Pour qu’ils reflètent mieux la réalité locale, les chercheurs misent sur des collaborations avec les médias. Les laboratoires les sollicitent pour obtenir des émissions, des articles, des données locales afin d’entraîner des intelligences artificielles plus ancrées dans la réalité du continent. Et le nombre de communautés qui s’intéresse au numérique augmente d’année en année. Des organisations telles que Deep Learning Indaba, le rendez-vous annuel de la communauté africaine de l’apprentissage automatique et de l’IA, ou Masakhane, une communauté panafricaine dédiée à la recherche en intelligence artificielle, en particulier dans le domaine du traitement automatique des langues africaines.

Manque de moyens

L’intérêt pour l’intelligence artificielle est manifeste partout en Afrique. De nombreuses universités francophones et anglophones ont intégré des formations en lien avec le sujet.
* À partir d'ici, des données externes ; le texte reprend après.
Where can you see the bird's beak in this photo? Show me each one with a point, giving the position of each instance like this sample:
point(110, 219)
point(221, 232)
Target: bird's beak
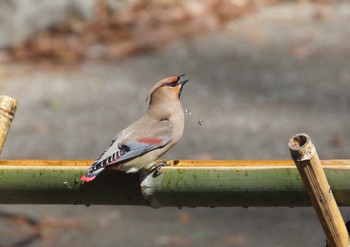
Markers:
point(180, 84)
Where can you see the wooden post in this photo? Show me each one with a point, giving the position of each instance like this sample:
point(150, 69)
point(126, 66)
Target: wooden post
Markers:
point(8, 108)
point(309, 166)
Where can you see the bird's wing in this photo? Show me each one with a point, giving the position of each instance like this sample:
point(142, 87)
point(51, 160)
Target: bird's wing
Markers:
point(133, 144)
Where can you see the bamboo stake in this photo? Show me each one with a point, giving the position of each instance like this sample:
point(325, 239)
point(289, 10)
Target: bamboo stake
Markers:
point(8, 108)
point(306, 159)
point(185, 183)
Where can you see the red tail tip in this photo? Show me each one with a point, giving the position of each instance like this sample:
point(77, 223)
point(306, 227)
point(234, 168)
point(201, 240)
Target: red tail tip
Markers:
point(87, 179)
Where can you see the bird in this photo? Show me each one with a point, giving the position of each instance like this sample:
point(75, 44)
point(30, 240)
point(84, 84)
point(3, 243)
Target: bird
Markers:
point(143, 142)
Et, depuis une quinzaine d’années, la qualité de l’apprentissage évolue. « Aujourd’hui, la qualité des enseignements est quasiment équivalente à ce qui se fait en Occident ou en Asie, explique Paulin Melatagia. À la seule différence que l’on n’a peut-être pas accès aux équipements qui permettraient de faire des expérimentations de même qualité. »

Si les intentions politiques d’appui sont bien présentes, les moyens financiers peinent à suivre. Impossible donc de fonder des laboratoires. Pour contourner cet obstacle, les équipes de recherche s’appuient sur des financements privés qui leur permettent de collecter des données sur le terrain. Les informations collectées sont ensuite validées en collaboration avec des organisations en charge de la santé et d’associations d’agriculteurs. Dans l’espoir, rapide, de bâtir une intelligence artificielle représentative de la réalité africaine et de ses enjeux.